There are two prominent women who are fighting for the empowerment of Bedouin women in Israel: Amal Elsana Alh’jooj and Vivian Silver. Amal Elsana, is native-born and the first Bedouin woman in Israel to attend university. She currently holds a master’s degree in community development from McGill University in Montreal. Elsana was the recent recipient of an award that recognizes her work with regard to promoting community development amongst Bedouin women and furthering the cause of Shared Society between Jews and Arabs.
She was recently interviewed by the BBC for Radio 4’s ‘Woman’s Hour’ and for the BBC World Service programme ‘Outlook’, in which she gave a very moving account of her life as a woman living in a Bedouin society. Elsana explained that female babies are regarded as of lower value than male ones. When she was the fifth girl born, her mother feared that Elsana’s birth would prompt her father to take another wife. Moreover, she spoke of the violence that was directed towards her when she married outside her own tribe, as well as the dangers from others when her father allowed her to go to university (his truck was set on fire by his own relative and he was shunned by many).
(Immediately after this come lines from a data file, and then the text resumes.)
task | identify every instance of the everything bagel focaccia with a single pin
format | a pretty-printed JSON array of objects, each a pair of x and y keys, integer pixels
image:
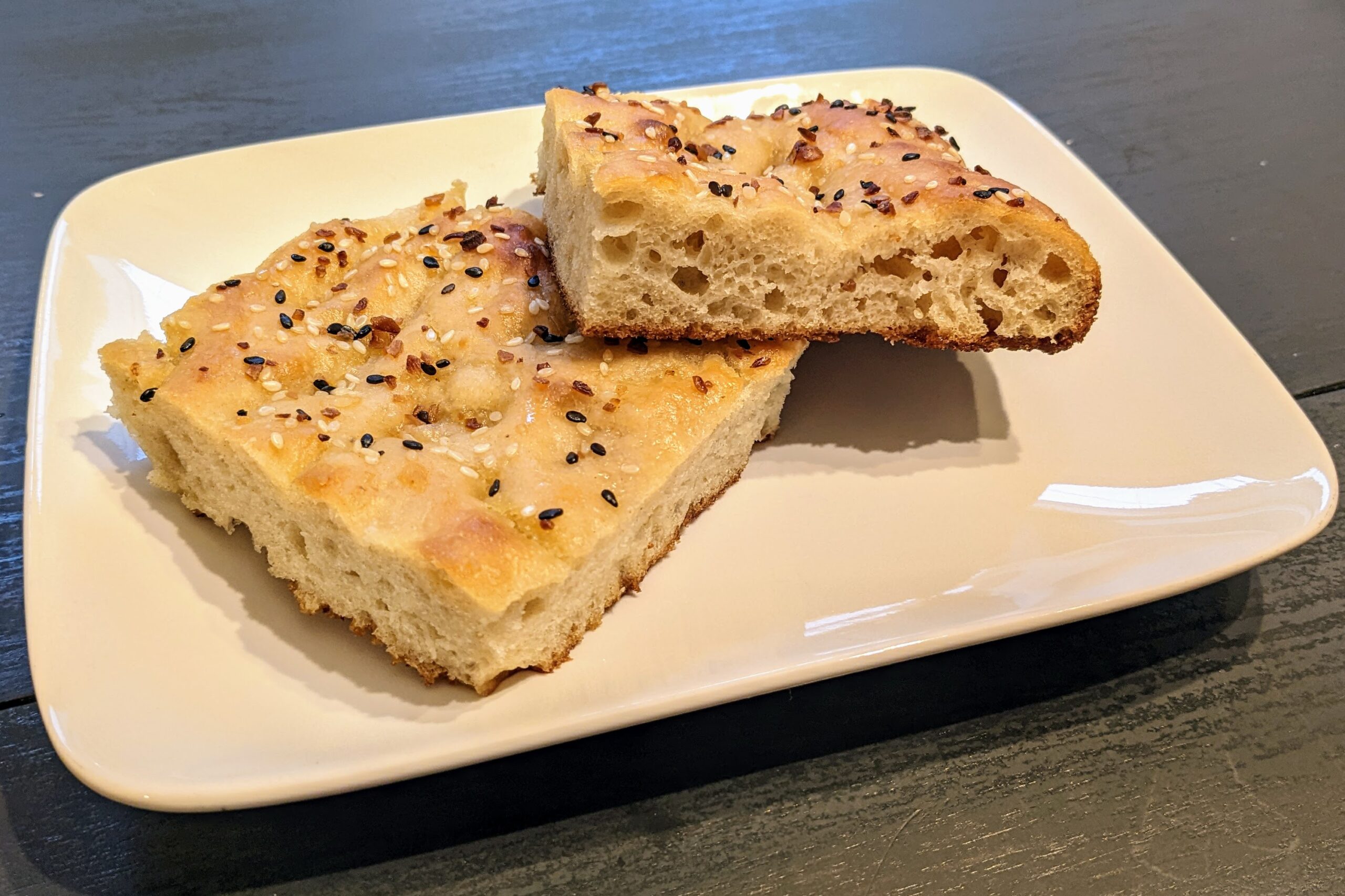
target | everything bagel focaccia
[
  {"x": 404, "y": 418},
  {"x": 808, "y": 222}
]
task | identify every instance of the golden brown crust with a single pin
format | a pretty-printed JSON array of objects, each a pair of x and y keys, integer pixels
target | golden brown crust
[
  {"x": 849, "y": 186},
  {"x": 432, "y": 672},
  {"x": 409, "y": 392}
]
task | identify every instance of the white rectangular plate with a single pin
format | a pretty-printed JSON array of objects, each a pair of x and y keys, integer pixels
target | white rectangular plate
[{"x": 914, "y": 501}]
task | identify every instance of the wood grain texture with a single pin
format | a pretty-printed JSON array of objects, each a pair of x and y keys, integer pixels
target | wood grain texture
[
  {"x": 1175, "y": 106},
  {"x": 1192, "y": 746}
]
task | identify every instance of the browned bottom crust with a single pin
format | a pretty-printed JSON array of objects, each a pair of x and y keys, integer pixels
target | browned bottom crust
[
  {"x": 431, "y": 672},
  {"x": 923, "y": 337}
]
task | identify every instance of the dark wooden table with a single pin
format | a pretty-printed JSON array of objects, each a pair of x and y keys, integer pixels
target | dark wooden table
[{"x": 1192, "y": 746}]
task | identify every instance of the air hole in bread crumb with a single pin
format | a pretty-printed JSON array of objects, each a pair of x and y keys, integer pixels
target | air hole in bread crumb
[
  {"x": 622, "y": 210},
  {"x": 992, "y": 317},
  {"x": 1055, "y": 269},
  {"x": 985, "y": 236},
  {"x": 950, "y": 248},
  {"x": 618, "y": 249},
  {"x": 895, "y": 267},
  {"x": 690, "y": 280}
]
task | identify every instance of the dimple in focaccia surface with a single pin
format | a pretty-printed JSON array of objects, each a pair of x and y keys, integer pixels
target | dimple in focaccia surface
[
  {"x": 419, "y": 376},
  {"x": 845, "y": 190}
]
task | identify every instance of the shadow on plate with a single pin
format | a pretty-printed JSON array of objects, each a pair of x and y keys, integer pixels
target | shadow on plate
[
  {"x": 1109, "y": 665},
  {"x": 232, "y": 576},
  {"x": 868, "y": 407}
]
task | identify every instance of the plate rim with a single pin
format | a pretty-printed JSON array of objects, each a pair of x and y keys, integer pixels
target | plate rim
[{"x": 212, "y": 797}]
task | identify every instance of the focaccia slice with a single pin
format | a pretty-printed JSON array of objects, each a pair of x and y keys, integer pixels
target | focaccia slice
[
  {"x": 809, "y": 222},
  {"x": 402, "y": 415}
]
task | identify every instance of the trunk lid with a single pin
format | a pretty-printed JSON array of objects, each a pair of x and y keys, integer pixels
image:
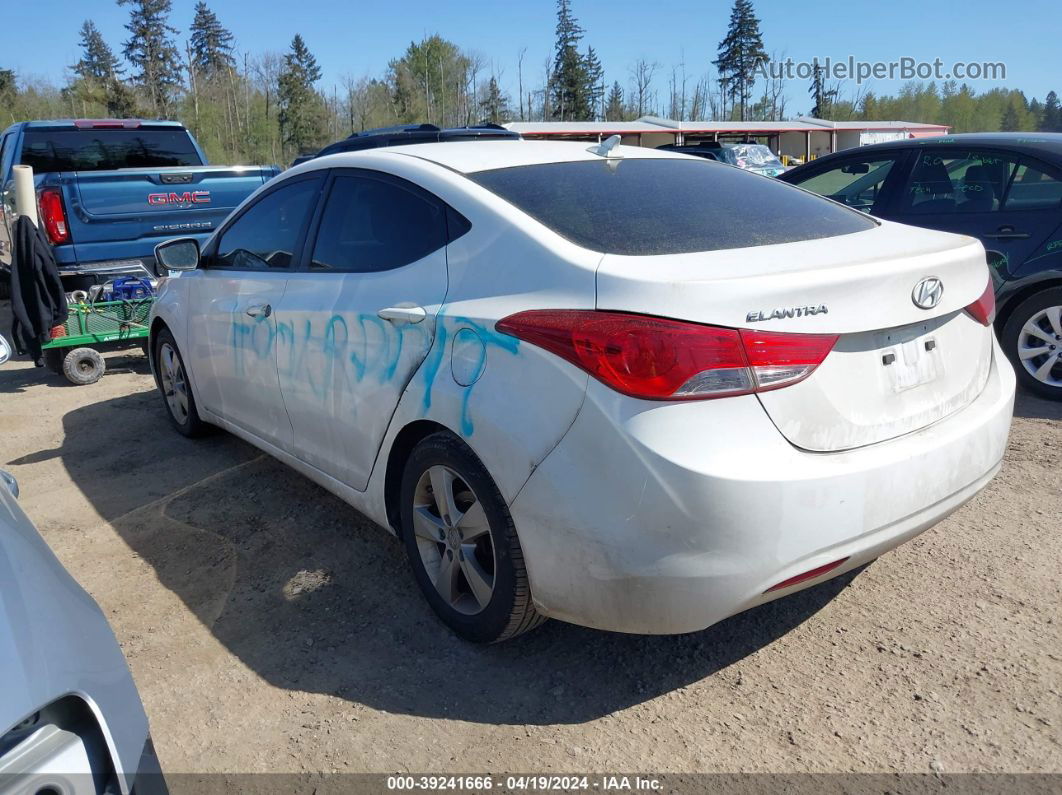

Vivian Silver immigrated to Israel from Canada in 1974, and after several years of acclimatization she became increasingly driven to action by the widening gap in the treatment of Israel’s Jewish and Arab citizens. Vivian now works as an executive director for the Negev Institute for Strategies of Peace and Development (NESPED), overseeing four major departments, of which the most visible is the Arab-Jewish Center for Equality, Empowerment and Cooperation (AJEEC). Elsana is the director of AJEEC, an acronym that means “I am coming toward you” in Arabic.
Together they work to raise economic and educational standards for Bedouin women at the grass-roots level, with some support from Israeli agencies. Some of these programs bear a distinctive local touch:
– A course training Bedouin women as DJs to organize entertainment at weddings in the women’s tents
– 24 graduate women in still and video photography, use their skills to take pictures of female participants at social events. Men are not allowed to take such pictures
– Help with establishing hairdressing and jewelry-design businesses
– Train as sports counselors
– Forming partnerships with Jewish businesswomen
These leadership and volunteer programs are resulting in progress; the number of Bedouin project volunteers has grown from 47 to 350 in recent years. In turn, these volunteers contribute and better the lives of some 10,000 children. Moreover, Elsana explains that “more women are getting higher education and more Israeli government ministries are willing to help”.
Along with Bedouin projects, Silver also works with three major NISDEP programs that focus on conflict resolution promotion of small and medium enterprises and development of cooperatives internationally. NISPED’s annual budget is roughly $2.8 million, of which only 20 percent in provided by the Israeli government. The embassies of the US, Britain, Netherlands, and Japan roughly provide 20 percent, and private donors and foundations provide 60 percent. All in all, these numbers roughly show where Israel’s priority lies when it comes to the promotion and empowerment of the native Bedouin population.